Well brace yourself, Mr Arnold -- as founder of and spokesperson for LOVE, I have been asked to reply to your article by many people who were angered by your article, and reply I will.
First of all, on a personal level, Mr Arnold states "when I sought contact through Ms Horsman Hogan with these witnesses [former residents of the industrial schools] the process was frustrated".
Considering it was I who rang him and gave him the names, and phone numbers of some of our members who had agreed to talk to him, I fail to see how any "process" of his was "frustrated", and why he would make this assertion is a mystery to me.
Perhaps it was "frustrated" by the phone company when he may have tried to ring the "witnesses", as none received a call from Mr Arnold.
The LOVE charity was formed by former residents of the industrial schools who maintain many people have been falsely/fraudulently accused of child abuse.
Mr Arnold continually attempts, very unfairly, to deny us what we know to be our truth.
We are entitled to speak out, and will not be bullied by the likes of Mr Arnold.

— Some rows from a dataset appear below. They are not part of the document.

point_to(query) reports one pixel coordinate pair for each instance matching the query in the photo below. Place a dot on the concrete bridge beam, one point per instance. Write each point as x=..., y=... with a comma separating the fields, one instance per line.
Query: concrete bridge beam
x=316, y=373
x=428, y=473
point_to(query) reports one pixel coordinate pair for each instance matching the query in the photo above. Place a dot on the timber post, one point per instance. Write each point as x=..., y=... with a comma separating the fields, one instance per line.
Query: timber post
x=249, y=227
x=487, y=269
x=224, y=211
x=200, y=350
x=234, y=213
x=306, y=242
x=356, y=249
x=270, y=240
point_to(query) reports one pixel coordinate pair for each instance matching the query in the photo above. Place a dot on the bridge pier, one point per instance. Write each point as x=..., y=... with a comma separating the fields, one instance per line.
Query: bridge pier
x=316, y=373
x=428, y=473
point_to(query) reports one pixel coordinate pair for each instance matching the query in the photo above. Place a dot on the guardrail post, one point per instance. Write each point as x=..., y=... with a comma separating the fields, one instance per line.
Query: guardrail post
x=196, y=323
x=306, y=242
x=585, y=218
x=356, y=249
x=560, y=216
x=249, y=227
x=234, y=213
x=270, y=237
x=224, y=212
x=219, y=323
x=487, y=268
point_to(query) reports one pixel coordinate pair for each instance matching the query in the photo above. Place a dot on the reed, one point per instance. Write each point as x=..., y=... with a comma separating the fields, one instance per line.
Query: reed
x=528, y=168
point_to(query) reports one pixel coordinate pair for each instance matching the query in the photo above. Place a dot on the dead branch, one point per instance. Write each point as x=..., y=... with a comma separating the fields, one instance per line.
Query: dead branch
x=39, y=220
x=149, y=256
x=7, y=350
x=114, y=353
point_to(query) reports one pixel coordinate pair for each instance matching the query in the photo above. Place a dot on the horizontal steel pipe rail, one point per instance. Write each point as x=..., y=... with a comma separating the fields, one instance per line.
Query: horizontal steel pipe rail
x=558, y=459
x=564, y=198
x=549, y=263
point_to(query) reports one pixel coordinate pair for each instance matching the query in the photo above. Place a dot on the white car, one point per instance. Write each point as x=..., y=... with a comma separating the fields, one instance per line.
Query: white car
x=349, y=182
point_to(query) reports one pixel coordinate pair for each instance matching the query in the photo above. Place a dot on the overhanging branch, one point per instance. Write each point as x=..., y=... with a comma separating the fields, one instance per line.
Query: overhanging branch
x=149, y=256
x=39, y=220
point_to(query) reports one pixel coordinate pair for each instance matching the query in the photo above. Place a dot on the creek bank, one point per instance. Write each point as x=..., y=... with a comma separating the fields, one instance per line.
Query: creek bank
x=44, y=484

I would remind him that we are also joined in our assertions by the Alliance Victim Support Group.
Mr Arnold is patently being ridiculous in stating that we are those who "pretend that the awful experiences within the industrial schools did not actually happen".
Some of our own members went through horrific physical/sexual and psychological abuse.
The industrial schools weren't summer camps. None of us wanted to be there, but when our parents, for various reasons either couldn't, or wouldn't, look after us, we obviously didn't have much choice.
The schools were grossly underfunded by the State (as are our schools and hospitals in the present day). The workers and management were mainly those of the religious orders. It was tough and regimented, especially in the pre-'60s era, and there were terrible cases of children being abused. But it was not all doom and gloom as Mr Arnold continually implies.
Also, Mr Arnold claims: "The Commission on Child Abuse, though it has reached no acceptable conclusion, will nevertheless conclude". And, "The Church will escape without telling the full truth or satisfying those it has damaged".
How does he know if the conclusions will be acceptable or not? To whom will they not be acceptable?
What's the reason behind Mr Arnold's apparent fascination for barking at "the Church" on such a regular basis?
He's barking up the wrong tree, trying to depict our industrial schools as "a cancerous growth on Irish society; punitive, cruel, neglectful and ignorant in their management".
They were no worse than children's homes all over the world, and in some cases better, simply because we had the religious running ours.
Due to state compensation schemes in Canada and the UK, floods of abuse allegations were followed by investigations into the veracity of the allegations.
The conclusions (the Kaufmann, and House of Commons reports), were that compensation schemes encouraged the practice of false allegations.
Shockingly, even knowing this, the Irish State still set up the compensation scheme, thereby failing to protect the public purse, and laying the way for many fraudulent claims of abuse.
I wonder why Mr Arnold didn't report on this; I wonder could it could possibly be because no Irish religious was involved. Hardly.